FPIES and FPE most commonly present with vomiting, diarrhea, and failure to thrive (FTT).1 FPIAP presents with bloody stools. In severe cases, patients can present with anasarca secondary to protein-losing enteropathy (PLE) with an excessive loss of serum proteins (albumin, gammaglobulin) into the GI tract as seen in FPIES and FPE.3 CMPA diagnosis is based on clinical features and symptom recurrence upon oral food challenge.2 In rare cases, severe CMPA can raise concern for congenital enteropathy or immune deficiency indicating endoscopic workup. As endoscopy is rarely needed in general practice histological descriptions of CMPA are scant. The exact mechanism underlying PLE is incompletely understood. Here, we report four cases of severe PLE caused by CMPA warranting endoscopic workup in whom histological expression was characterized by variable features along the GI tract. Withdrawal of the offending food led to disappearance of symptoms even in the most severe case.
2 METHODS
Clinical evaluation and follow-up, upper- and lower-endoscopy, and histological analysis were performed in all four cases at our institution between 2012 and 2016. However, the young age and clinical state of the patients did not allow for complete upper and lower endoscopy in all patients. Videocapsule endoscopy was performed in one patient.

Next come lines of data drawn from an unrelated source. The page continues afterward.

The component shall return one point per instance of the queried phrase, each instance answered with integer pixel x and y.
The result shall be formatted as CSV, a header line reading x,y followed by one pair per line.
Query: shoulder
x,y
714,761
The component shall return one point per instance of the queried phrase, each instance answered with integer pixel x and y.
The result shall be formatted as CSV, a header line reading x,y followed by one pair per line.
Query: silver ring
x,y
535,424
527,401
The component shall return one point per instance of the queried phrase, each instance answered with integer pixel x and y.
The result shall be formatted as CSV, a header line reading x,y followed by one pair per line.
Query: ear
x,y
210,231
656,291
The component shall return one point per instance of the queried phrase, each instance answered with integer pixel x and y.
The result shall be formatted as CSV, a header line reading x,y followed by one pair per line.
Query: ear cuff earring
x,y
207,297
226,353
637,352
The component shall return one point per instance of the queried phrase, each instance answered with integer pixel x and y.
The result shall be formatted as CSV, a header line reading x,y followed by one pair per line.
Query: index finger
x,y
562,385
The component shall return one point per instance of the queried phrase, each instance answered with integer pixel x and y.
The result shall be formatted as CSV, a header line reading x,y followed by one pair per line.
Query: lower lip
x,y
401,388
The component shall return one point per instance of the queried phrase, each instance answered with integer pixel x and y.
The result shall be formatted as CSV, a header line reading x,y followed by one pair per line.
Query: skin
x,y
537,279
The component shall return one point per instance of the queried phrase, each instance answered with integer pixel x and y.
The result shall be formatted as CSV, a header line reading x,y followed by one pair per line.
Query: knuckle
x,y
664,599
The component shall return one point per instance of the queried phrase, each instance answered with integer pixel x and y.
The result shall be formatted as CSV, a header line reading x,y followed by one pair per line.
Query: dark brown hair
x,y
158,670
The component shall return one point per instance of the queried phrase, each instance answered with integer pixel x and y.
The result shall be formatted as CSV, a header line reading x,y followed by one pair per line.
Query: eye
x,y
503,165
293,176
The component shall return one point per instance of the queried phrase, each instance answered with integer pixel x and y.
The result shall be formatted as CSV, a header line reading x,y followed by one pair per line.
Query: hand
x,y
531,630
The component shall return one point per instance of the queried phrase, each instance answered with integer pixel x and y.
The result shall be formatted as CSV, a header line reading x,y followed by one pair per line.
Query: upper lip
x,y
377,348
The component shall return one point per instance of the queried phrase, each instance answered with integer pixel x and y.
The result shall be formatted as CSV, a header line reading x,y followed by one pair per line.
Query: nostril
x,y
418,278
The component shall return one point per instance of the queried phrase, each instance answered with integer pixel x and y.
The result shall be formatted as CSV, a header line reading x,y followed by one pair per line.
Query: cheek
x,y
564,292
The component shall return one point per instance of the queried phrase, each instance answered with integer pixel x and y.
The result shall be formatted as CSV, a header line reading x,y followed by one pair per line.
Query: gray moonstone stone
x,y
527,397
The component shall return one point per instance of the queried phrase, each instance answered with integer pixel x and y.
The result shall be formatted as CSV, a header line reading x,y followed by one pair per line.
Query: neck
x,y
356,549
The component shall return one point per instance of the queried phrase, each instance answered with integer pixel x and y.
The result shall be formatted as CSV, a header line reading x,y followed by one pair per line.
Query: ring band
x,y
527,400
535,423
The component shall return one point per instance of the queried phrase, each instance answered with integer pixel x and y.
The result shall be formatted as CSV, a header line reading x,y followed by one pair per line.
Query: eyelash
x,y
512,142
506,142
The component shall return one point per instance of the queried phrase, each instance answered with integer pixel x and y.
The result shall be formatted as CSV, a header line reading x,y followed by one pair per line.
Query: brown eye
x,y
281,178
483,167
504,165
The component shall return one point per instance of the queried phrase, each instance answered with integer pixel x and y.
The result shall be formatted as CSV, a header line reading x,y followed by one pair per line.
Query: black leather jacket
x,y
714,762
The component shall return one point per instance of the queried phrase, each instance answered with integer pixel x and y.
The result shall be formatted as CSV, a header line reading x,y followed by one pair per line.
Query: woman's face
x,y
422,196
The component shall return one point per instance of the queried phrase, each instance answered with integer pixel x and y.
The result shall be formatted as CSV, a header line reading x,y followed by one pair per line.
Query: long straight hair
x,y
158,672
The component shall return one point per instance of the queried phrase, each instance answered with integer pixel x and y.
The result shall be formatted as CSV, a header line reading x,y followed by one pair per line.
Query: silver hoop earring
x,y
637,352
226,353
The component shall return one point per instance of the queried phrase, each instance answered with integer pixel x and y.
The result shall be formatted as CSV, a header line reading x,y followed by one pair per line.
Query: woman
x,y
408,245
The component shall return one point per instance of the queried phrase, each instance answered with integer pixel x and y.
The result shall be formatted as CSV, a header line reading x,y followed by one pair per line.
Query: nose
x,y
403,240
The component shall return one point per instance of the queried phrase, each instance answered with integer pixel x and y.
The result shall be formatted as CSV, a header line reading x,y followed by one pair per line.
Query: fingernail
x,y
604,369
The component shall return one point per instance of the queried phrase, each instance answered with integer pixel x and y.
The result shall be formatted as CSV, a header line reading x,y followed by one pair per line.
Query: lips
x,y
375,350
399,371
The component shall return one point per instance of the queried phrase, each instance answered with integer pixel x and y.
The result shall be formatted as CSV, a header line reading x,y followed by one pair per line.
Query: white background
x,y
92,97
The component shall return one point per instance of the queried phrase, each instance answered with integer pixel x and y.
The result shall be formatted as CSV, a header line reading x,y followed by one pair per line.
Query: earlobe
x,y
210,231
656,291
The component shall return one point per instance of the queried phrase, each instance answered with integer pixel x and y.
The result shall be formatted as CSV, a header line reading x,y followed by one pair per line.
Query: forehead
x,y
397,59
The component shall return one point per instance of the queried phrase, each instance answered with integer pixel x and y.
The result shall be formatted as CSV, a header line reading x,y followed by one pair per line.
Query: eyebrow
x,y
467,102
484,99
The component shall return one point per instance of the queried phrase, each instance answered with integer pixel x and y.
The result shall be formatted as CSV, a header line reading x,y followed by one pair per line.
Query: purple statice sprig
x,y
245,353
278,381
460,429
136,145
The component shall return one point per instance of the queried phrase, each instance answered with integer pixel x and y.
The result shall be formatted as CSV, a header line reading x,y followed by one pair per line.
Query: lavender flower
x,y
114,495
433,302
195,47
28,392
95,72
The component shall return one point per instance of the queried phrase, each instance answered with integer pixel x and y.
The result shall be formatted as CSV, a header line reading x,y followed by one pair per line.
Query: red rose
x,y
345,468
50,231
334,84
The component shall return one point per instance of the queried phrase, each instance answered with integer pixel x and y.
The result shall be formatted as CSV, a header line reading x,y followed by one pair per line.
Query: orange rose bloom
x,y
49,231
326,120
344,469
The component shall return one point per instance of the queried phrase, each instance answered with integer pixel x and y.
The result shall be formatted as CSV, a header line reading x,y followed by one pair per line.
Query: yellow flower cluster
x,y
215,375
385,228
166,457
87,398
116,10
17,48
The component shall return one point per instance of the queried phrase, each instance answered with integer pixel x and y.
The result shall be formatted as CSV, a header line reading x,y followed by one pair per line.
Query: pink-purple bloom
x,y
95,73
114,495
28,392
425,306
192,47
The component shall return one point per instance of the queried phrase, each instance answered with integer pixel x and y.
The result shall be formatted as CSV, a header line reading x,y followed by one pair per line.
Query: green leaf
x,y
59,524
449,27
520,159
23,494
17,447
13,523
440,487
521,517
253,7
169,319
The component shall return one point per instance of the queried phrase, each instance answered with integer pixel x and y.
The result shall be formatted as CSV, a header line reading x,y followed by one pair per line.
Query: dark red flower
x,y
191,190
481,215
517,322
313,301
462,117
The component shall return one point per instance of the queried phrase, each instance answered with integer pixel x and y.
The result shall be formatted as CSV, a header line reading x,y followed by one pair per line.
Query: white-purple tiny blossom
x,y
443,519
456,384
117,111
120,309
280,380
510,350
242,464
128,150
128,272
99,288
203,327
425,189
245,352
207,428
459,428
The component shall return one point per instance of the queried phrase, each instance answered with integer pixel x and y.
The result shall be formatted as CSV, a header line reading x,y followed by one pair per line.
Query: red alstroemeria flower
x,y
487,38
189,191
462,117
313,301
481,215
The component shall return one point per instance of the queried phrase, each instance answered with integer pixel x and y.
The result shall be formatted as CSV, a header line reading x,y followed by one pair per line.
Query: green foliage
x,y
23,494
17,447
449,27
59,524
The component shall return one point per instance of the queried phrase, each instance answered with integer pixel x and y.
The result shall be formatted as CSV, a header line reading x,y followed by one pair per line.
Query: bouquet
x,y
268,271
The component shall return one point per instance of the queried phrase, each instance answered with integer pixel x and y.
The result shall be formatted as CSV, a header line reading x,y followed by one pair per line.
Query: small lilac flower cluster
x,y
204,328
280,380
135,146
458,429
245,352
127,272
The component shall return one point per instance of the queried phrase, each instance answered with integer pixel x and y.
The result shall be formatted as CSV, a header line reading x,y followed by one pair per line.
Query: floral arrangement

Four to six 3-μm-thick sections of formalin-fixed paraffin-embedded endoscopic biopsies were stained with hematoxylin-eosin (H&E), and special stains were applied according to biopsy location (PAS in the duodenum and esophagus, modified Giemsa stain in the stomach). Lymphatics were highlighted by immunohistochemistry, using the mouse anti-human D2–40 immunostain (Dako, clone D2–40, 1:50). In selected cases, CD3 (Novocastra mouse monoclonal, clone 17C2; dilution 1:20), and CD20 (CellMarque mouse monoclonal, clone 1G12; dilution 1:20) were used to characterize T and B lymphocytes respectively.
Tissue eosinophil counts were performed on scanned H&E slides and were compared to the previously reported quantity of eosinophils in the GI tract of children with no histological anomalies.4, 5 Peak counts of eosinophils were reported per high power field (HPF, 0.196 mm2); eosinophilic infiltration was also reported as numbers of cells per square millimeter (eosinophils/mm2).
2.1 Ethics statement
Parental consent for publication was obtained. This study was considered as falling outside of the scope of the Swiss legislation regulating research on human subjects, so that the need for local ethics committee approval was waived.
3 RESULTS
Main endoscopy and histology findings at initial presentation are summarized in Table 1, and patient characteristics in Table S1.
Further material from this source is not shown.